Surfacing
With the release of the New York Magazine excerpt of The Lampshade the story is now no longer living exclusively inside my head. It is out there, and that always is an odd moment for a writer. Comments mostly but not exclusively favorable have piled on the magazine web site. I see people on the subway reading about the human skin shade. Questions are asked of me in interviews. It is a strange limbo, because an excerpt is not the full book and assumptions are being made, impressions being formed on limited information. Still, coincidences continue.
I did an interview with John Kalish who does alot of stuff for NPR. I met John five or six years ago when he did a Morning Edition piece on a book of mine 12000 Miles In The Nick of Time which was about a journey my family took around the world.
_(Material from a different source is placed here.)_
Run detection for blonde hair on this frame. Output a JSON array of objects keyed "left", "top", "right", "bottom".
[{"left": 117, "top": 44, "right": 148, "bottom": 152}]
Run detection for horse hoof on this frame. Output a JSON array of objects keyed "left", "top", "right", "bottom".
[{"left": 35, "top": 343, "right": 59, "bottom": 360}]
My oldest daughter, 16 when we took the trip, was talking about our sojourn in India, a place the children found to be somewhat overwhelming. She told a story about how while all her friends were back in New York living what she believed to be a “normal” life, she had been coerced into traveling through the Indian night in a second class sleeper which amounted to stretching out on the luggage rack.
“This man wanted to know about us,” my daughter told Kalish, “he kept asking `what is the name of your God?'” This segment made it to the final cut of Kalish’s piece and was broadcast across the country, including in New Orleans where it was heard by Skip Henderson. “What is the name of your God?” caught Skip’s attention. By this time Skip and I, after meeting in Clarksdale, Mississippi ten years earlier, had more or less fallen out of touch. Kalish’s piece, however, got us back together. We talked on the phone and renewed our friendship. Three years later Katrina hit New Orleans and four or so months after that Skip bought the lampshade at Dave Dominici’s rummage sale.
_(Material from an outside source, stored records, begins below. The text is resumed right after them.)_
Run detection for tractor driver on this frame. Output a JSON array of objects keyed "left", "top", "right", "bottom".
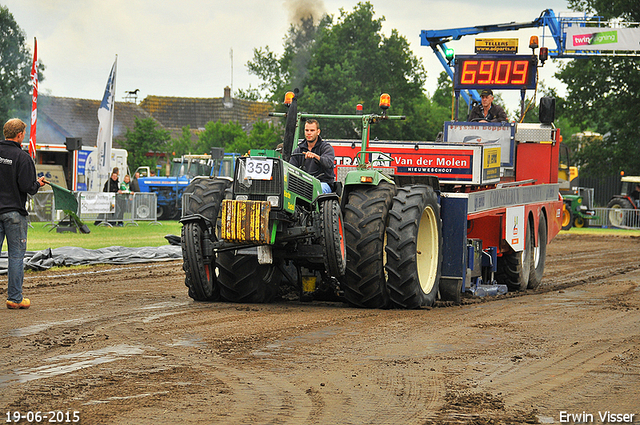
[
  {"left": 468, "top": 89, "right": 507, "bottom": 122},
  {"left": 289, "top": 119, "right": 336, "bottom": 193}
]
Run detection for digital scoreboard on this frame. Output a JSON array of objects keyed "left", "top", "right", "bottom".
[{"left": 453, "top": 55, "right": 538, "bottom": 90}]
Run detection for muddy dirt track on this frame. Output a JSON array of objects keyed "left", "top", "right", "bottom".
[{"left": 0, "top": 233, "right": 640, "bottom": 425}]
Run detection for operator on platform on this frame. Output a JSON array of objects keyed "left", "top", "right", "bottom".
[
  {"left": 467, "top": 89, "right": 508, "bottom": 122},
  {"left": 289, "top": 119, "right": 336, "bottom": 193}
]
“So in a way,” I told Kalish after he taped the interview about the lampshade, “if it wasn’t for you doing that piece we wouldn’t be recording this one because that how I reconnected with Skip Henderson.” In this manner, I told Kalish, he had unwittingly played a crucial part in the lampshade story
Now, John Kalish is a very sympatico guy and an excellent interviewer. For him radio has always been a mysterious medium, waves across time and space, a way to reach backwards and forwards through human affairs. Still, hearing of his ostensible role in the shade saga, he could only groan.